Il pattern è riconoscibile. Anthropic Labs, la divisione interna co-guidata proprio da Krieger, ha già lanciato Claude Cowork a gennaio e Claude Code è diventato un prodotto enterprise con un proprio fatturato e un proprio team di sicurezza. Claude Design è il terzo pezzo di un puzzle più grande: Anthropic vuole possedere i workflow, non solo alimentarli.
Per Figma questo è un problema strategico, non tattico. Non si tratta di avere feature AI migliori o peggiori — si tratta del fatto che la domanda “dove faccio partire il mio prototipo” sta migrando da “apro Figma” a “chiedo a Claude”. Il valore si sposta dal tool al model. E se la generazione successiva di designer e product manager cresce partendo da un prompt invece che da una canvas vuota, il mercato dei tool di design tradizionali cambia forma in modo irreversibile.
LA DOMANDA CHE I DESIGNER DEVONO FARSI
Non è “Claude Design sostituirà Figma?”. La risposta onesta è: non nei prossimi 18 mesi, perché la fase di rifinitura collaborativa, di versioning rigoroso, di componenti condivisi con librerie enterprise rimane più robusta in Figma.
La domanda vera è: chi userà Figma tra cinque anni?. Se Claude Design prende la fetta “dalla zero alla prima versione”, Figma rischia di essere relegato alla fase di rifinitura tecnica — una fase che ha valore, ma molto meno entusiasmante per chi deve giustificare una valutazione da miliardi di dollari.
Per chi fa design di mestiere la lezione è opposta a quella che molti si aspettano.

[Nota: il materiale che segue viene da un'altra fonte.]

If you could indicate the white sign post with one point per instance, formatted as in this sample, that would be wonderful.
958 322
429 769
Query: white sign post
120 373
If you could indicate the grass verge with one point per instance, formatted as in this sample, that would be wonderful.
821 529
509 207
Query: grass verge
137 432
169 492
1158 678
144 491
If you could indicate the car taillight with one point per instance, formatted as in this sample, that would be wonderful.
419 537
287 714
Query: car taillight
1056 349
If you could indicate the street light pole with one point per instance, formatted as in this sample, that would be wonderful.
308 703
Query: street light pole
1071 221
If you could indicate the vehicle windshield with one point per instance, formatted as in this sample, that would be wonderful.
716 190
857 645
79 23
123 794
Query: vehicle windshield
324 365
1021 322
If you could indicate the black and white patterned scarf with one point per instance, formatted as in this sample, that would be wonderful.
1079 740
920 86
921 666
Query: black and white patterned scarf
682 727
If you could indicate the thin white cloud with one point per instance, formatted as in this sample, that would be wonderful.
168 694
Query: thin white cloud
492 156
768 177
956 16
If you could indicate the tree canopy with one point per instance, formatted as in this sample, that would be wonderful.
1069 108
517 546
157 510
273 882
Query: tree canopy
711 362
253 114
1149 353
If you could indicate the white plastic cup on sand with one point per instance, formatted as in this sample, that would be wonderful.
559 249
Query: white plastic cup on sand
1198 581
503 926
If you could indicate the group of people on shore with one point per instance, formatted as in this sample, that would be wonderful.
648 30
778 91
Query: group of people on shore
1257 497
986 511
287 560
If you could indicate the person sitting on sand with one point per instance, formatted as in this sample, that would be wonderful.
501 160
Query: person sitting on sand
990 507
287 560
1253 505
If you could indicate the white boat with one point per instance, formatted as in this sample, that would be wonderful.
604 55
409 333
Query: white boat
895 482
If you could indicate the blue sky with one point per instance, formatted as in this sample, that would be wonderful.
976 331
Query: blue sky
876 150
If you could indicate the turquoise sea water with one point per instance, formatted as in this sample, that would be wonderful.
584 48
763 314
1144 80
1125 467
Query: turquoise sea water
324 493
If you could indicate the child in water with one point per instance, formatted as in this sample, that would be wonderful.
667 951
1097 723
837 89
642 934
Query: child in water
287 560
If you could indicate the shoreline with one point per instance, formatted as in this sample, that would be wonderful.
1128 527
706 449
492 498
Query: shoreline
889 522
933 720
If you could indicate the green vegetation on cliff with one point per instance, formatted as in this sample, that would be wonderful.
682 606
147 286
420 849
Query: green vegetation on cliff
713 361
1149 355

Non è “imparare Claude Design”. È diventare il designer che sa usare Claude Design meglio di chi non ha formazione di design. La conoscenza di visual hierarchy, accessibilità, sistemi di colore, interaction design non scompare — diventa il moltiplicatore che separa un prototipo mediocre da uno pubblicabile.
COSA SUCCEDE ORA
Il rollout è graduale. L’accesso è già attivo per abbonati Claude Pro, Max, Team ed Enterprise, con estensione nelle prossime settimane. Per gli admin di piani Enterprise, Claude Design è off di default e va abilitato nelle impostazioni dell’organizzazione — una scelta sensata considerando che lo strumento legge codebase e file di design aziendali.
Nelle prossime settimane, Anthropic ha dichiarato che lavorerà su integrazioni con tool di terze parti, rendendo più facile connettere Claude Design al resto dello stack di lavoro. È qui che la partita si decide davvero: quanto profondamente Claude riesce a inserirsi nei workflow esistenti prima che i concorrenti — OpenAI, Google, Microsoft — mettano in campo le loro risposte.
Una cosa è certa: il 17 aprile 2026 non si ricorderà come il giorno in cui è nato un tool di design. Si ricorderà come il giorno in cui Anthropic ha smesso di essere solo una foundation model company. E come il giorno in cui chiunque costruisca prodotti sopra un’API ha dovuto iniziare a chiedersi se, a un certo punto, il fornitore dell’API deciderà che è più conveniente costruire il prodotto in casa.